I soon found myself longing to understand these wonderful foreign songs. I have always wanted to learn many languages but now had a stronger incentive than ever. I decided to start with German and before I knew what was happening, I had placed holds on a bunch of German learning books from the library and soon was learning a new language. In just a couple of days I had placed holds on Latin learning books as well because I had apparently thought that I could become fluent in German in one week and could then move on to Latin and so on. I accept that I am clearly a little too ambitious, but that is probably a good thing. I cancelled the holds on the latin books and got some more German. To seal the fact that this is not a transient phase, that I am serious, I even bought a great German dictionary from the used book store a couple of days ago.
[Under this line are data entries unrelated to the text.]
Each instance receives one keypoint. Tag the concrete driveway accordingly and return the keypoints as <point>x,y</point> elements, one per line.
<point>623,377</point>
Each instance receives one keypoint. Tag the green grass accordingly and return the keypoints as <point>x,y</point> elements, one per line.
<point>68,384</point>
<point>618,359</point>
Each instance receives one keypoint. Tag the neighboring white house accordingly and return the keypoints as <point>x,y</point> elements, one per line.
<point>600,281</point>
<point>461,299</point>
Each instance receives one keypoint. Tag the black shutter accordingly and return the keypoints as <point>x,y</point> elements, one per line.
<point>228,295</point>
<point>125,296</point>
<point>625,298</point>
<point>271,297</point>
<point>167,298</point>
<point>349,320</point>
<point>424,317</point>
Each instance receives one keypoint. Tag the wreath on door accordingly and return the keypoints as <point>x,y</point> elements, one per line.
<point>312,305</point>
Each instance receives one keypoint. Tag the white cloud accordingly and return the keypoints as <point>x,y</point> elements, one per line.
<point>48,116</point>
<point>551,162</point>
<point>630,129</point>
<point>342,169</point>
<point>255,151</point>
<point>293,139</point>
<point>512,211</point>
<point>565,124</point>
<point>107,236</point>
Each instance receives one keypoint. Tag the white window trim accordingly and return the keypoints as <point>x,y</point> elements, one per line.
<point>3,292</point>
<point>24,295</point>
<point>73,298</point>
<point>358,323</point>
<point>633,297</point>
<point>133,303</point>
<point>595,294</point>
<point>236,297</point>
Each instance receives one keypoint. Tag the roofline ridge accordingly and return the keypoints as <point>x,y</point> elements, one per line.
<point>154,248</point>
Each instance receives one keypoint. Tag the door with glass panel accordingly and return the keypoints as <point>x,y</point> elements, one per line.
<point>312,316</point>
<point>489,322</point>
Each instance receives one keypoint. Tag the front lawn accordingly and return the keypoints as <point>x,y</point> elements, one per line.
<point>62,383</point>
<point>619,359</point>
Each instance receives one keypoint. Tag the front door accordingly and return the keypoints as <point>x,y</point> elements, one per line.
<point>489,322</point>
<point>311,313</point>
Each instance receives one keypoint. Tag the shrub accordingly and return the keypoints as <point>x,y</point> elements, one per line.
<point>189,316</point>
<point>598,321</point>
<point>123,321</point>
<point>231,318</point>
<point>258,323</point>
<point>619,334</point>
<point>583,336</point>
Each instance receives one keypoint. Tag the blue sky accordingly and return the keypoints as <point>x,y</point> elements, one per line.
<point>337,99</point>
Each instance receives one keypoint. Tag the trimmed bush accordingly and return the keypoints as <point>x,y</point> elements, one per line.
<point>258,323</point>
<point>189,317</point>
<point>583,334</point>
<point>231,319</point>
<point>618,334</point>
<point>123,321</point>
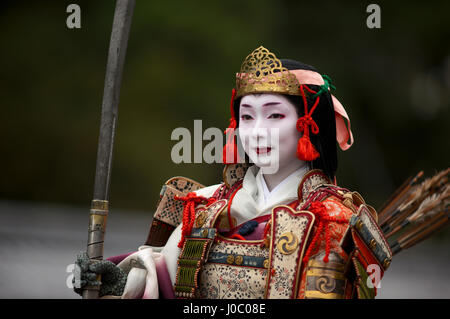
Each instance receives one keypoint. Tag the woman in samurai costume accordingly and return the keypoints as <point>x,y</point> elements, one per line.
<point>277,226</point>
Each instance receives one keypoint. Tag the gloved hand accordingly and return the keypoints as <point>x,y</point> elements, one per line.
<point>113,278</point>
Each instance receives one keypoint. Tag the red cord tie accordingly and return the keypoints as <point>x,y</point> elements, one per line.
<point>230,146</point>
<point>190,201</point>
<point>323,218</point>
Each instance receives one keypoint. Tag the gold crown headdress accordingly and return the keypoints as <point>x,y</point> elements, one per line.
<point>263,72</point>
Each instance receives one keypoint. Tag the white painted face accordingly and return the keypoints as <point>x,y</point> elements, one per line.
<point>267,130</point>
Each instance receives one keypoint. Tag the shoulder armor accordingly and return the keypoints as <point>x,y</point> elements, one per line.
<point>169,212</point>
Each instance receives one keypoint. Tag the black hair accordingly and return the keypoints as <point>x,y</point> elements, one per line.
<point>323,115</point>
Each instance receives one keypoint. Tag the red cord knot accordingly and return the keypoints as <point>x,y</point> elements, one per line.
<point>323,219</point>
<point>190,201</point>
<point>307,121</point>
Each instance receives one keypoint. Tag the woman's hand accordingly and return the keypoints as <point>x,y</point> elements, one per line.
<point>113,278</point>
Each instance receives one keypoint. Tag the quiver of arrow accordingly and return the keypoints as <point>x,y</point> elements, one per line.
<point>417,209</point>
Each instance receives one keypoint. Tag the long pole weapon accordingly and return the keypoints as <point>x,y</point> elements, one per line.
<point>114,67</point>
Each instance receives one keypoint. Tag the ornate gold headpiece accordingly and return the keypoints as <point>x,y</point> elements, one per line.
<point>263,72</point>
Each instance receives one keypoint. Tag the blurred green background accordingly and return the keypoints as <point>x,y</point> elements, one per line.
<point>180,65</point>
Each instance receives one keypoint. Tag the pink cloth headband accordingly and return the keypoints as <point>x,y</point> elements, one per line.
<point>343,131</point>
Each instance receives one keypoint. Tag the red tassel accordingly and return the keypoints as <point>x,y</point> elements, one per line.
<point>306,150</point>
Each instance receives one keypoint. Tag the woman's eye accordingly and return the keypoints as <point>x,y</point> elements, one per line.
<point>276,116</point>
<point>246,117</point>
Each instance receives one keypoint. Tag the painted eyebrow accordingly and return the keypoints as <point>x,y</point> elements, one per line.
<point>266,104</point>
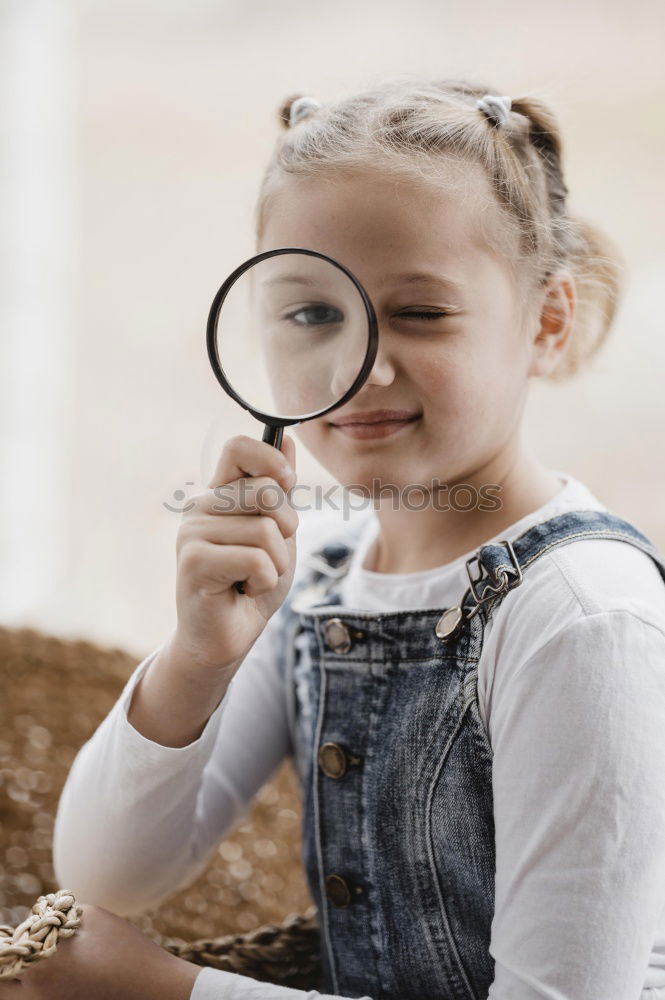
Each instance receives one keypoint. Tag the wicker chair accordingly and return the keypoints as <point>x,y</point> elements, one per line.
<point>249,912</point>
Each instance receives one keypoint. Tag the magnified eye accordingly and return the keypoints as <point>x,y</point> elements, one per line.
<point>316,314</point>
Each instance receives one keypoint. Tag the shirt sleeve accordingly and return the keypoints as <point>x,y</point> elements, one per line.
<point>216,984</point>
<point>137,821</point>
<point>579,807</point>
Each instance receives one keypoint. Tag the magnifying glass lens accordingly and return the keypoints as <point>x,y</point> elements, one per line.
<point>292,335</point>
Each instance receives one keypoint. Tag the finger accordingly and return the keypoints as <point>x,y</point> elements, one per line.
<point>288,449</point>
<point>261,495</point>
<point>245,456</point>
<point>12,988</point>
<point>261,532</point>
<point>216,567</point>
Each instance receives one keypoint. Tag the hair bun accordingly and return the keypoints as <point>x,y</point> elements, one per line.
<point>295,108</point>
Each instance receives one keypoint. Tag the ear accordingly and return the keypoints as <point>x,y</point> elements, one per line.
<point>554,325</point>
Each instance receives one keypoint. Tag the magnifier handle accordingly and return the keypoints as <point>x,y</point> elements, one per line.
<point>272,435</point>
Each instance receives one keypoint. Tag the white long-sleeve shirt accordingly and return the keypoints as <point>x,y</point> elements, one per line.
<point>571,687</point>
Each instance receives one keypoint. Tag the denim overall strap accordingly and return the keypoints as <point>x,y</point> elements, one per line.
<point>396,770</point>
<point>502,564</point>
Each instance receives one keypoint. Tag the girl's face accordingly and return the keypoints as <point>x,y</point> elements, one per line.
<point>452,346</point>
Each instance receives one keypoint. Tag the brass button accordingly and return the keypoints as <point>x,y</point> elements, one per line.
<point>337,635</point>
<point>339,892</point>
<point>334,760</point>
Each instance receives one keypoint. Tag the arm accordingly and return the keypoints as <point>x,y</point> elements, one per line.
<point>137,820</point>
<point>214,984</point>
<point>578,734</point>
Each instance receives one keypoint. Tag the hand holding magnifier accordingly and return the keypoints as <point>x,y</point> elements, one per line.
<point>291,335</point>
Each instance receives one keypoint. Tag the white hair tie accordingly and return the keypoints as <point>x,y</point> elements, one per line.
<point>496,108</point>
<point>301,108</point>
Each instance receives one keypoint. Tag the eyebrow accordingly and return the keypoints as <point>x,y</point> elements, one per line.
<point>291,279</point>
<point>422,278</point>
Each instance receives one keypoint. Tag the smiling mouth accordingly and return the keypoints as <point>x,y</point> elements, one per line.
<point>375,428</point>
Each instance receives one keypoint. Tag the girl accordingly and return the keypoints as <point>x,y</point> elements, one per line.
<point>473,692</point>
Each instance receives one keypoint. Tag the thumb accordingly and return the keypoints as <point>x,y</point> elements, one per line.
<point>288,449</point>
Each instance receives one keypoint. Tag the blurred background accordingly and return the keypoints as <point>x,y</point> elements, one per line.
<point>134,135</point>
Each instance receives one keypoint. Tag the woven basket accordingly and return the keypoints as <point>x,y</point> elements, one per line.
<point>249,911</point>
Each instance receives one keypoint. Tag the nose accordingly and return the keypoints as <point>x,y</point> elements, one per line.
<point>383,369</point>
<point>381,373</point>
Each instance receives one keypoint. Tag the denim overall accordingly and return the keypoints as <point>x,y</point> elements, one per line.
<point>395,768</point>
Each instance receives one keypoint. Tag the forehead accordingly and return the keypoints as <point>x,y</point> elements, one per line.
<point>372,215</point>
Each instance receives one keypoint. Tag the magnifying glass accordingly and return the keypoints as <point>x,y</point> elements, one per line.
<point>291,335</point>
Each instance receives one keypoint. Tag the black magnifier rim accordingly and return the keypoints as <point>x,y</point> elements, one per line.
<point>211,338</point>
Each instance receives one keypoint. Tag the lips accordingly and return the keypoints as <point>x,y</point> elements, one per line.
<point>362,418</point>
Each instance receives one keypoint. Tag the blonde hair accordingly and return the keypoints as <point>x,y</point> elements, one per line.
<point>419,129</point>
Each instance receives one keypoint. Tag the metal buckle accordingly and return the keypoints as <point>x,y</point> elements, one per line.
<point>314,561</point>
<point>491,591</point>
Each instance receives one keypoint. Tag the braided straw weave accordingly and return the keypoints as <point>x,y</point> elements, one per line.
<point>53,916</point>
<point>55,692</point>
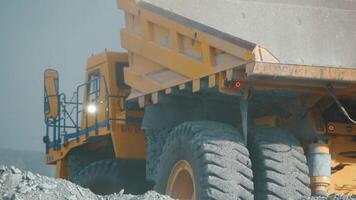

I am now three weeks into learning German and despite not having made as much progress as I would have liked—which was ridiculous anyway—I am certain that objectively, I have made terrific progress and am on the right track and probably ahead of schedule. I am using both audio and text to learn. I am not only learning the language, but also the culture, and I find it to be absolutely gripping. One problem is to know when I am done learning. When can I consider the learning complete and move on to another language? I decided that this self-taught course I am going through will have as it’s final exam a movie. I will consider myself fluent in German and done with learning when I am able to watch and completely understand the film Das Boot in the original German. Wouldn’t you like a teacher like me? 🙂 I will not watch it until then. I got a copy of the movie this weekend and am really looking forward to watching it.